On Sunday, part-time teachers celebrated the launch of the Contractual Teachers’ League in Lebanese Primary Public Schools (CTLP). The event was attended by a number of groups and stakeholders, including founding members of the league, members of parliament, representatives of various political groups and media.
The launch took place in partnership with the Friedrich-Ebert-Stiftung (FES) political foundation in Lebanon, which aims at supporting a range of syndicate and rights endeavors in Lebanon and fostering social democracy.
The event included speeches by CTLP president, Nisrine Chahine, FES representative in Lebanon, Merin Abbas, and veteran legal expert Ghassan Slaiby.
The launch is considered a significant milestone as it is the first independent association that represents part-time teachers. While Lebanon does have an Association of Basic Education Teachers, this association only includes full-time teachers and excluded part-time teachers, who comprise 70% of the teaching staff.
The CTLP represents part-time teachers from various backgrounds, and gives them the ability to organize union activities while protected from censorship and repression.
It received the official registration number 1127 after over seven years of organizational and advocacy efforts.
A History of Oppression
The group has been striving to launch the association for over seven years, as the Ministry of Interior unlawfully withheld the registration of the group until the teachers appealed to the State Shura Council, with the support of the Legal Agenda.
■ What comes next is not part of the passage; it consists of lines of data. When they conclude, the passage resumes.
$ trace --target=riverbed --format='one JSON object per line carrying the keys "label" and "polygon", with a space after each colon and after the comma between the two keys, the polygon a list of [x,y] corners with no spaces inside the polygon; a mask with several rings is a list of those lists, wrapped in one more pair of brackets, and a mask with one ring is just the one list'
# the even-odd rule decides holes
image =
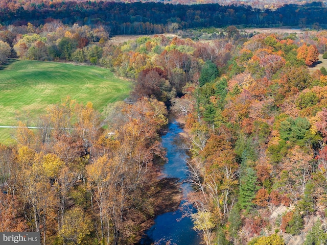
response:
{"label": "riverbed", "polygon": [[176,211],[164,213],[155,218],[154,225],[145,232],[145,236],[141,240],[141,244],[198,245],[202,240],[201,235],[193,229],[191,218],[183,217],[184,212],[181,209],[187,193],[192,190],[190,184],[184,183],[187,178],[185,159],[188,156],[185,150],[180,147],[182,133],[183,129],[180,125],[173,120],[169,124],[167,133],[161,137],[168,161],[163,166],[160,178],[178,178],[184,200]]}

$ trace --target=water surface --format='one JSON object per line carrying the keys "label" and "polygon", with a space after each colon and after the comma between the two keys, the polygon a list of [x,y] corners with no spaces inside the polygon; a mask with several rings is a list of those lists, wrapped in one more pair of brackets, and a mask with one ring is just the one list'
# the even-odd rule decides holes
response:
{"label": "water surface", "polygon": [[[178,178],[180,182],[186,178],[185,159],[187,155],[179,147],[179,134],[182,132],[179,125],[174,120],[169,123],[167,133],[161,137],[168,159],[163,167],[162,178]],[[191,185],[186,183],[181,183],[181,188],[184,197],[191,189]],[[179,207],[184,202],[184,200],[182,201]],[[146,231],[146,236],[142,238],[140,244],[198,245],[201,241],[201,236],[192,229],[193,224],[191,218],[182,216],[183,212],[180,209],[158,215],[154,220],[154,225]]]}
Previously, Minister of Education, Abbas al-Halabi, ordered an unlawful decision to strip CTLP president, Nisrine Chahine, of her teaching license. However, Chahine won the case with the State Shura Council, which considered al-Halabi’s decision “arbitrary”, thereby immediately suspending the decision’s implementation in 2022.
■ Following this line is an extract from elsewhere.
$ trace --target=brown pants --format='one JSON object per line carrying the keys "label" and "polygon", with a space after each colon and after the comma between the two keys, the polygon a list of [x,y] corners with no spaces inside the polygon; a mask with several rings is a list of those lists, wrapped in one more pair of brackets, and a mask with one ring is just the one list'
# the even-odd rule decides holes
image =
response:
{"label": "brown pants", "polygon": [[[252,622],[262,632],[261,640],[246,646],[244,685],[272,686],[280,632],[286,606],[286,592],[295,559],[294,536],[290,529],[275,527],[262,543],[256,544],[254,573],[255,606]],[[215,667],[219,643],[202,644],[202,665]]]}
“We want to draw our own roadmap,” expressed Chahine in her speech. “We teachers want to obtain our rights. Our right is to have a league that represents us, our right is to have a committee that speaks in our name”.
“We’ve been working seven years to obtain our official registration number for an official league, do you know why? Because unfortunately, the ones who are fighting us, are the ones who have the same cause as us,” added Chahine.
On his part, Ghassan Slaiby emphasized that this committee “independent from the political parties that dominate almost all Lebanese syndicate activity”.
“Almost all [syndicates] are under the complete hegemony of these parties and have no independency”, added Slaiby. “However, this league came forward, [and] showcased its independence despite the fact that is has members of political parties.”
A Step Towards Rights and Civic Action
The active committee that manages the league has so far contributed to the increase of the hourly rate for teachers, equality between academic and vocational degree holders and the approval of the full contract law No. 235 among many other achievements.
The launch of the CTLP represents a significant step towards the establishment of an independent and active union and syndic landscape in Lebanon. Civil society has been repeatedly stifled or hijacked by dominant political actors in the country.
Moreover, the launch of the CTLP also represents a significant step for its members and Lebanese civil society not only legally and organizationally, but morally, as it came after years of oppressive and arbitrary measures, and represents a victory in spite of authorities’ attempts to obstruct its nascence.